Sitting in the courtroom, Santos wiped away tears as Ezra spoke. She was adopted by a man of Hawaiian ancestry as his hanai child and, although the issue is not cited in the court case, Santos has said that was the basis for her son's school application.

It was a distinction Ezra did not take lightly. Quoting from a 1958 state Supreme Court decision that in turn invoked "kingdom law," Ezra cited two kinds of Hawaiian adoption, which he called a "sacred relationship": keiki hanai and keiki ho'okama. Both were in effect when the schools' benefactor, Princess Bernice Pauahi Bishop wrote the will that provides funding for the school, Ezra said.

"This was the law of the kingdom," he said, repeatedly tapping his bench with his finger. "This was the law of Hawai'i at the time Bernice Pauahi Bishop made her will. She was a brilliant woman. She understood the law."

School officials later declined comment on the hanai issue. Trustee Douglas Ing said the school appreciates Ezra's approval and can now "look forward to defending the policy" through an appeal of Judge Alan Kay's Nov. 17 decision to support Kamehameha in a case involving an unnamed non-Hawaiian boy who also is challenging the admission rule.

But others outside the courtroom were angered by Ezra's interpretation.

"How dare he?" asked Kaho'onei Panoke, vice president of the '?lio'ulaokalani Coalition. "It does not mean that the child inherits your bloodline. His incorrect definition is very, very disrespectful. ... It tells me that he (Ezra) did not live among Native Hawaiians and if he did, he did not learn well."

The group's president, Vicky Holt Takamine, added that Bishop herself was the hanai sister of Queen Lili'uokalani.

"Neither of them claimed the genealogy of the other," she said.

A teary-eyed Santos said outside the courtroom that Ezra's comments on her adoption "touched my heart." She also thanked Kamehameha for making her son feel welcome. As she left, however, protesters shouted angrily after her.

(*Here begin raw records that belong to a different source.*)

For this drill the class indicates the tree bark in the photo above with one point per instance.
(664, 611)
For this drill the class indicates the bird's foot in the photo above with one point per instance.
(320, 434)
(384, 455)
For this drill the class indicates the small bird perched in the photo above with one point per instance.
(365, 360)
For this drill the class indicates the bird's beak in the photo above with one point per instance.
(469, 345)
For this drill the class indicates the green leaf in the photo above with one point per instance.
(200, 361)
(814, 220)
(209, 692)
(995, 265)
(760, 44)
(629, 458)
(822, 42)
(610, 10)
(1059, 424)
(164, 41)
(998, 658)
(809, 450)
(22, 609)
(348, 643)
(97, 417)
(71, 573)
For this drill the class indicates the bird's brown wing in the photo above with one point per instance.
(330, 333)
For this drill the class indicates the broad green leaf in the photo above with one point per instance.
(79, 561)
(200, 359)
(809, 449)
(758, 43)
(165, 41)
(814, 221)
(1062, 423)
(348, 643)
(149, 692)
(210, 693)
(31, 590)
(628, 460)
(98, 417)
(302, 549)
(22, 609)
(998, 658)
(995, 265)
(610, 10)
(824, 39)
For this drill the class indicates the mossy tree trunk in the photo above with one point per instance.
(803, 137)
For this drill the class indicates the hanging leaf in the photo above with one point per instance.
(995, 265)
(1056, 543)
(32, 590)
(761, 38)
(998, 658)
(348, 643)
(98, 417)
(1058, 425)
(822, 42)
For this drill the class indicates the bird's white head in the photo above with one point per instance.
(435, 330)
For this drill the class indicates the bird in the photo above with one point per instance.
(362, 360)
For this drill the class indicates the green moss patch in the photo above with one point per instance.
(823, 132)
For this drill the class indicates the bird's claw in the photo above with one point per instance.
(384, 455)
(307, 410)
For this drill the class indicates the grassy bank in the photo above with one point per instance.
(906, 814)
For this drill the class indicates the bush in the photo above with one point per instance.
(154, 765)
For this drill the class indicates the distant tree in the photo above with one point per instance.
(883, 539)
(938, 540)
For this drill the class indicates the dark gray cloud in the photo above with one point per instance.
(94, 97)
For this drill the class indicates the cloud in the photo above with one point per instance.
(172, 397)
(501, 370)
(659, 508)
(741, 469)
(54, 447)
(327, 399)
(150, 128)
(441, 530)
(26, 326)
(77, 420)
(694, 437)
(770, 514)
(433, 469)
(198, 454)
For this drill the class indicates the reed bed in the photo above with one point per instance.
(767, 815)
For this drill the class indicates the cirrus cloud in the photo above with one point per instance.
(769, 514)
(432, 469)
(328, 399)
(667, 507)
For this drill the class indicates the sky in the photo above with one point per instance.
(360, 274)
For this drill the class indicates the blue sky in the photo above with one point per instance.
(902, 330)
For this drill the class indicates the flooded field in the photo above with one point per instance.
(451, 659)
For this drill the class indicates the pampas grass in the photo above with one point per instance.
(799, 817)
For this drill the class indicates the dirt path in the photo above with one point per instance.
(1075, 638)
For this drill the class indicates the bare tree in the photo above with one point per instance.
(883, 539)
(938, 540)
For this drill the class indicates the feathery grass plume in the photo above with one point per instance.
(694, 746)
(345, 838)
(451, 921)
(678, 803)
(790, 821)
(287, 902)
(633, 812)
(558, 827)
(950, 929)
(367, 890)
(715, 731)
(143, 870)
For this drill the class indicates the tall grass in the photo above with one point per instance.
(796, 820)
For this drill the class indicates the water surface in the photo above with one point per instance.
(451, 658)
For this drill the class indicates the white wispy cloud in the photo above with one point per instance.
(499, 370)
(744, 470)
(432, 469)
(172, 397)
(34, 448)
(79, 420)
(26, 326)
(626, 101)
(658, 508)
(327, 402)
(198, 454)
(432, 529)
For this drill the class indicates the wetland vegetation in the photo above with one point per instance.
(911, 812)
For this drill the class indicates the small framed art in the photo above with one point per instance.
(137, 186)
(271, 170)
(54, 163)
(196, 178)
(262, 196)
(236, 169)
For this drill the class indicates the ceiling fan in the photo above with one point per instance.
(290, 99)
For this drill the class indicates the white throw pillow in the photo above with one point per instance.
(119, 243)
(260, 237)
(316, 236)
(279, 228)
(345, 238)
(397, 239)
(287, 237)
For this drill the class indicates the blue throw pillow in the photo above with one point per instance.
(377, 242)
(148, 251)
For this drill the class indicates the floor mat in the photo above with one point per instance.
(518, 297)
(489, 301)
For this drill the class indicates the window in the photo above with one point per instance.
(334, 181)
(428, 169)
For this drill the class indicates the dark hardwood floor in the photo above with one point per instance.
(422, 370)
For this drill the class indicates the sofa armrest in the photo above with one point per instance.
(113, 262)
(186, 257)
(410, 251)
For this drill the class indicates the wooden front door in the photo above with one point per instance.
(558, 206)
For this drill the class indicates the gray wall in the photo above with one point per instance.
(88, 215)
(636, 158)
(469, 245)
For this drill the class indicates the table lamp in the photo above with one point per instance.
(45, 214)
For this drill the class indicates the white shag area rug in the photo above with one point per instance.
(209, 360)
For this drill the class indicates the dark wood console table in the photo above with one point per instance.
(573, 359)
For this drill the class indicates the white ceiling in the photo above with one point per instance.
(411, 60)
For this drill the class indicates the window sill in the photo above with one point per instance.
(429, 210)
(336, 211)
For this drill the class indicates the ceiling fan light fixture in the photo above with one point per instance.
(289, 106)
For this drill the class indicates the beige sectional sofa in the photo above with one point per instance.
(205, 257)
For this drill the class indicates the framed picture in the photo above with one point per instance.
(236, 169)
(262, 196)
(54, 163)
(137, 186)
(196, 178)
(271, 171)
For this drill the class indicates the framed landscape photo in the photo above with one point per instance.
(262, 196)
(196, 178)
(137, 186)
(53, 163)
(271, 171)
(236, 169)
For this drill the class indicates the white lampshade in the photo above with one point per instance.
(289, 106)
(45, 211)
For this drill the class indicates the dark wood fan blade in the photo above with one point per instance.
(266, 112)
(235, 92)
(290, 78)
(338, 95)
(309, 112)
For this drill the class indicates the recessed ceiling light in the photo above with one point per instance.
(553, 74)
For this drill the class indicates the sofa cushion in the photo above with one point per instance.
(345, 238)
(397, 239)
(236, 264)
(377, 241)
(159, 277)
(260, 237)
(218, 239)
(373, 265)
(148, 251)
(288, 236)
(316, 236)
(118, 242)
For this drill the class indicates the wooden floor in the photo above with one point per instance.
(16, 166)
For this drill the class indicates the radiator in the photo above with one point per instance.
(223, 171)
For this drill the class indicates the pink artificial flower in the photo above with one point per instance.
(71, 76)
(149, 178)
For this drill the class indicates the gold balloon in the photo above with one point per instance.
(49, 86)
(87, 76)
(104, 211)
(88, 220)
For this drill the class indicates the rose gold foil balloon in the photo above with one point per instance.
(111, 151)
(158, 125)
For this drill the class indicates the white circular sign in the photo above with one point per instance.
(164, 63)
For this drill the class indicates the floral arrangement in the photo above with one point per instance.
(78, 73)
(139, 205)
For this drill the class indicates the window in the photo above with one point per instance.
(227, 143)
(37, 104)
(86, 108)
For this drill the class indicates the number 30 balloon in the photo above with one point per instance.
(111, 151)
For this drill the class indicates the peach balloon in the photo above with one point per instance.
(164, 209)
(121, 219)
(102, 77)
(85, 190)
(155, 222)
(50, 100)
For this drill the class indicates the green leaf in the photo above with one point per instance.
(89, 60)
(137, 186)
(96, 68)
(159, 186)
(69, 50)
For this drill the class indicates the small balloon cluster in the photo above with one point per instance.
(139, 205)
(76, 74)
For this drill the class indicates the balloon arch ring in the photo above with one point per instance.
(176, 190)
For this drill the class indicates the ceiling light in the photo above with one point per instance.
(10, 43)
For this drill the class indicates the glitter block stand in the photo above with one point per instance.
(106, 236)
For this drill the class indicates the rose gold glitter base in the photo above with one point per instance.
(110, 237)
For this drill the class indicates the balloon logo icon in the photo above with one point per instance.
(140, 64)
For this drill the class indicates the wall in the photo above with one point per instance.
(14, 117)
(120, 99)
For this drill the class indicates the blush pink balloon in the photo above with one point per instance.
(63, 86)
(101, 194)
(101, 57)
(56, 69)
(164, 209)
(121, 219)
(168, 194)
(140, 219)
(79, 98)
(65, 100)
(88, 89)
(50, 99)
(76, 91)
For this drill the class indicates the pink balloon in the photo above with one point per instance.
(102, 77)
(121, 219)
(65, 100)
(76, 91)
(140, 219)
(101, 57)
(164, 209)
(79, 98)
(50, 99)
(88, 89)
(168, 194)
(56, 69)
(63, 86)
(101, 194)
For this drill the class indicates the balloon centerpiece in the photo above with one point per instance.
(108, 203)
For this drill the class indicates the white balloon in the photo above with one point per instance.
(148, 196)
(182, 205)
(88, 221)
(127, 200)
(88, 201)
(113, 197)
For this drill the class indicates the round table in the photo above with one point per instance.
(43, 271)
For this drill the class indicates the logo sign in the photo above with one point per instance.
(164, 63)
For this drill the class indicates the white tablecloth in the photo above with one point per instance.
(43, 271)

There seems to be room for disagreement about the question of Hawaiian adoption.

Pat Namaka Bacon, the Bishop Museum cultural specialist who is the hanai daughter of the late Hawaiian scholar Mary Kawena Pukui, said the term hanai means the adoption of an infant or very young child, whereas ho'okama refers to the adoption of an adult or older child no longer needing nurturing. The 83-year-old Bacon, who is of Japanese ancestry, is known as an expert in Hawaiian language.

Kamehameha's policy of preferring children Hawaiian by blood, not adoption, dates at least to Bacon's childhood. Pukui asked Kamehameha to admit her hanai daughter but was told Hawaiian ancestry was required.

"But she didn't carry a grudge," Bacon said. "She said, 'That's OK.'

"I was raised to be nonconfrontational. If they don't want you, you don't force yourself there. You won't find happiness in an environment that doesn't want you.

"I think that people want to break Pauahi's will," she added. "I think it's sad. We have a lot of Hawaiian children who need an education, and you can't let everyone in."

Although Bacon supports Kamehameha's position, she added that her mother disregarded unkind remarks from some about her hanai child and treated her as flesh-and-blood.

Kawaikapuokalani Hewett, a kumu hula and hanai father of three grown children, said he believes hanai relationship is equivalent to blood.

"If that Hawaiian family stands up and says, 'This is my hanai daughter,' that's the beginning and the end for me," Hewett said. "If Hawaiians are not honoring our traditions, then are we Hawaiians?"

Kekuni Blaisdell, a Hawaiian sovereignty activist and a Kamehameha graduate, has a biological daughter who also attended. However, he added that he did not seek admission for his Japanese-born hanai son because he is not of Hawaiian ancestry.

Blaisdell said Mohica-Cummings has no hanai claim — that distinction belonged only to his mother, he said — but should be allowed to remain out of fairness.

"The child was already accepted in school, and it would be harmful to take him out," he said.

He's a little disturbed by all the anger the issue has generated.

"I thought it was a very special case," Blaisdell said, "but I'm not going to march in the streets about it."